Le varianti sono mutazioni genetiche: nel caso dell’allevamento in Spagna è stata rilevata una mutazione che agevola la trasmissione tra mammiferi. È questo il famigerato spillover: quando il virus diventa endemico in una specie diversa. Ma una mutazione spesso non basta, e per fortuna non ce ne sono state altre che potevano generare esiti peggiori: insomma sembra che in questo caso siamo stati fortunati. Ma fino a quando?

L’insostenibile allevamento di visoni

C’è poi la questione degli allevamenti di animali: i focolai pandemici sono solo l’ultima dimostrazione di quanto siano diventati ormai insostenibili, e pericolosi da vari punti di vista (per esempio: le emissioni di gas serra; o lo sviluppo di batteri antibiotico-resistenti). In particolare quelli di visoni – piccoli mammiferi ammassati in spazi stretti – sono stati sotto l’occhio dei riflettori durante la pandemia da Covid-19. Gli animali prendevano il virus dagli umani, ma agli umani lo ritrasmettevano, e i ricercatori temevano che l’industria dei visoni potesse diventare una fonte permanente di infezioni e un terreno fertile per varianti genetiche. 
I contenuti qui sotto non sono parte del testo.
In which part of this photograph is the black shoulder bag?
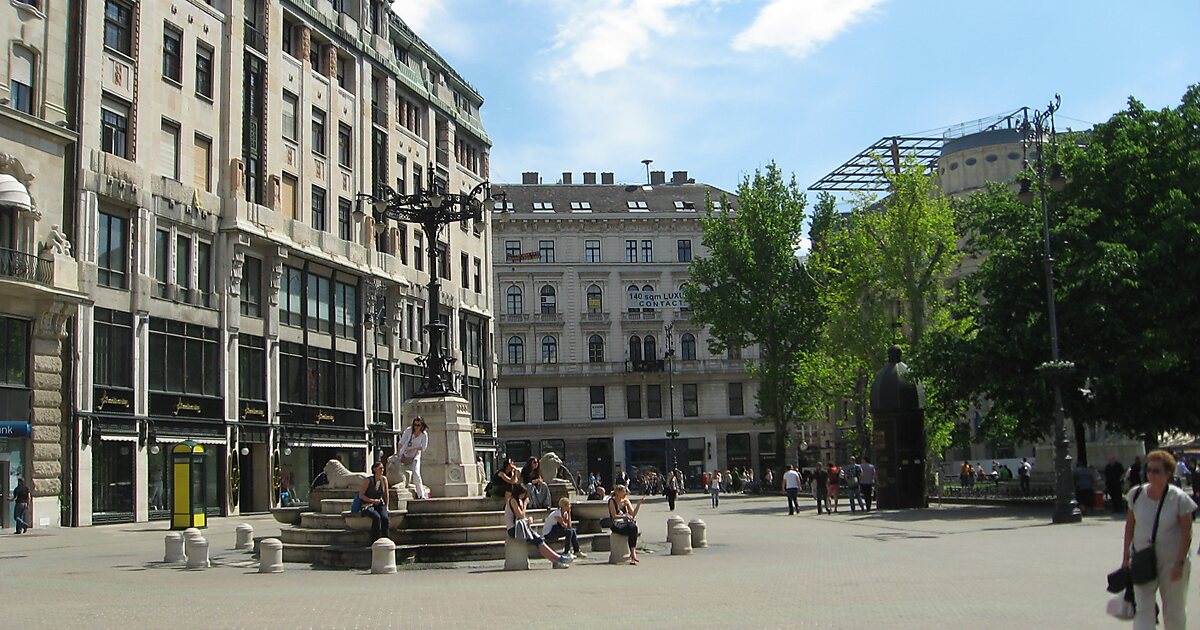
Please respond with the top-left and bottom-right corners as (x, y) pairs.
(1129, 486), (1171, 584)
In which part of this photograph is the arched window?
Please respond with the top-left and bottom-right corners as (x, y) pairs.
(505, 287), (524, 314)
(541, 335), (558, 364)
(541, 284), (558, 314)
(679, 332), (696, 361)
(629, 335), (642, 361)
(509, 337), (524, 365)
(588, 335), (604, 364)
(588, 284), (604, 313)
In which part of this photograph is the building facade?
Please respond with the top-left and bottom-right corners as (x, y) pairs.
(0, 0), (84, 527)
(492, 172), (774, 485)
(70, 0), (494, 524)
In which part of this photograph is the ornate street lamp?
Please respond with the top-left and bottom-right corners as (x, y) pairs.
(1018, 94), (1082, 523)
(358, 174), (491, 398)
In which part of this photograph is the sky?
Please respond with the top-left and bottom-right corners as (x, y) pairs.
(392, 0), (1200, 191)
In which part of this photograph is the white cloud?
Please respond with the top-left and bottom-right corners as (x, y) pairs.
(733, 0), (886, 59)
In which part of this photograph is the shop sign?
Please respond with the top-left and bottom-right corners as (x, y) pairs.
(0, 420), (34, 438)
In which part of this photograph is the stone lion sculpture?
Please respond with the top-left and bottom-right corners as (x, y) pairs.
(324, 460), (371, 490)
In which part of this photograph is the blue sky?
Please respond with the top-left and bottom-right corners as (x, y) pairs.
(392, 0), (1200, 190)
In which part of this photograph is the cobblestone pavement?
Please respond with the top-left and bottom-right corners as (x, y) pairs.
(0, 494), (1185, 630)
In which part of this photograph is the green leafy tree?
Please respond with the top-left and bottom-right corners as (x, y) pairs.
(684, 162), (822, 473)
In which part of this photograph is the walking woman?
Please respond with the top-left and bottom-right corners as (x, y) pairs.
(400, 415), (430, 499)
(359, 462), (389, 541)
(1121, 450), (1196, 630)
(608, 485), (646, 564)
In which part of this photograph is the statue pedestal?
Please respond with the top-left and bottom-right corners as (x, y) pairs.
(400, 396), (484, 497)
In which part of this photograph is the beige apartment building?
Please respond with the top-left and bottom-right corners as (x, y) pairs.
(70, 0), (494, 524)
(492, 172), (774, 485)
I Paesi Bassi, che avevano già deciso di eliminare gradualmente l’allevamento di visoni entro il 2024 per motivi etici, hanno chiuso tutti gli allevamenti rimanenti nel 2021. La Danimarca ha abbattuto tutti i visoni nel paese nel 2020, ma il divieto di allevamento di visoni è scaduto all’inizio di quest’anno.

Gli allevamenti intensivi rappresentano una minaccia altrettanto grande quando si tratta di H5N1, dice a Science Thijs Kuiken, patologo veterinario all’Università Erasmus di Rotterdam. La maggior parte delle specie di mammiferi finora infettate dal virus sono predatori selvatici e necrofagi che si nutrono di uccelli infetti: “animali solitari o che vivono in piccoli gruppi”, afferma. È improbabile che diffondano il virus lontano o infettino gli esseri umani. Negli allevamenti di visoni, migliaia di questi carnivori solitari sono costretti a vivere insieme, creando le condizioni ideali affinché il virus aviario si adatti ai mammiferi. Secondo alcuni scienziati, le aziende dovrebbero rafforzare le misure di sicurezza, imporre l’obbligo di mascherine e altri dispositivi ai lavoratori, cercare di evitare contatti con animali selvatici. Secondo altri, sarebbe il momento, e la buona occasione, per eliminare l’esistenza di questi allevamenti di animali da pelliccia, per sempre.